Wichtig ist doch, dass der Gastgeber eine angenehme, halbwegs passende Musik spielt, die er für angemessen erachtet. Denn wenn er sich wohl fühlt und sich so zeigt wie er ist, wirkt das Ganze auch authentisch. Wenn dem Gast die Musik nicht zusagt, kann man doch ohne weiteres wechseln - damit ist doch der "Zauber des Abends" nicht hinüber. Denn wenn dieser ausschließlich über die Musik hergestellt wird,
stimmt zwischen den beiden Personen ohnehin die Chemie schon nicht so ganz.

Die Menschen sollten versuchen, sich wieder weg von diesem uns alle mehr und mehr einlullenden Perfektionismus zu bewegen.

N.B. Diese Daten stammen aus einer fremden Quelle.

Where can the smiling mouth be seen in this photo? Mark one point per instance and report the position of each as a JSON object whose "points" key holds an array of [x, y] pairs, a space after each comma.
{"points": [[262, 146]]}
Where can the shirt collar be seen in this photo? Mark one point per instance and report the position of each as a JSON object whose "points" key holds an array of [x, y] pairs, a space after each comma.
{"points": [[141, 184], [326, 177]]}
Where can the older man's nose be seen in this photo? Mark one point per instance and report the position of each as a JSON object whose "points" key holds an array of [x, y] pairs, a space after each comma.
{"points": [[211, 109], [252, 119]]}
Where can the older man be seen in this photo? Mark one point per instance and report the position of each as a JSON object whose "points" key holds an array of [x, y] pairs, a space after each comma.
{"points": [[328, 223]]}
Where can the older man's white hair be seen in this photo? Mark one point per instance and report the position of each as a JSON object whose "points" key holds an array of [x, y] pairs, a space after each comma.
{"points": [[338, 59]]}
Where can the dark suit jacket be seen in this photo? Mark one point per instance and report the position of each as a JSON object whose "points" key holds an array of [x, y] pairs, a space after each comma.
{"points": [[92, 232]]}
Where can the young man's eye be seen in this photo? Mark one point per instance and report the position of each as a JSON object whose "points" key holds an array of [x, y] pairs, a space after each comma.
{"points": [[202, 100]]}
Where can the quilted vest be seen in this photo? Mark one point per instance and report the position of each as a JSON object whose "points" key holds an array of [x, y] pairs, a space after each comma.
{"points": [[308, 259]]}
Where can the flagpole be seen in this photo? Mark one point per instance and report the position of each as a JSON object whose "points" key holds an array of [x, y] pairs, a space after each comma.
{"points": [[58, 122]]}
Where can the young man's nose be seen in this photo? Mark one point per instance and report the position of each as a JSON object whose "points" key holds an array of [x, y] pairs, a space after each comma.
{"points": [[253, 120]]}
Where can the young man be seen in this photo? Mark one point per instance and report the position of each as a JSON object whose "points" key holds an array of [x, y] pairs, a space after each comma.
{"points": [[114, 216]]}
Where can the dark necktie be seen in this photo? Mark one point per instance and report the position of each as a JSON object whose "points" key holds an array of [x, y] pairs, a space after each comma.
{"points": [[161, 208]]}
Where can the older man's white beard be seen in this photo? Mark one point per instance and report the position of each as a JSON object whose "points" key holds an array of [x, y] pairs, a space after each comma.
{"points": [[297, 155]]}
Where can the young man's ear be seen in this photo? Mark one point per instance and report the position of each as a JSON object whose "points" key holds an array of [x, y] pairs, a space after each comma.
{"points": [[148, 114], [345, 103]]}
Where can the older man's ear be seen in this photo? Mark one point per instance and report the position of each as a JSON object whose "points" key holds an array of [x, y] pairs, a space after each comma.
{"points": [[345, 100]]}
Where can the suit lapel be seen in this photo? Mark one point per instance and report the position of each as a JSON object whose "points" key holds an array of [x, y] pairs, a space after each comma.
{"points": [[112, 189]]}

Perfekte Körper (Fitnessstudio), die hippste Mode (entnommen einem Hochglanzmagazin), das neueste Smartphone, Dauererrektionen und multiple Orgasmen (aus den einschlägigen Videoclips) - das alles führt zu einem enormen Druck, der die Protagonisten oftmals zu Schauspielern und das Date zu einer Theatervorstellung verkommen lässt.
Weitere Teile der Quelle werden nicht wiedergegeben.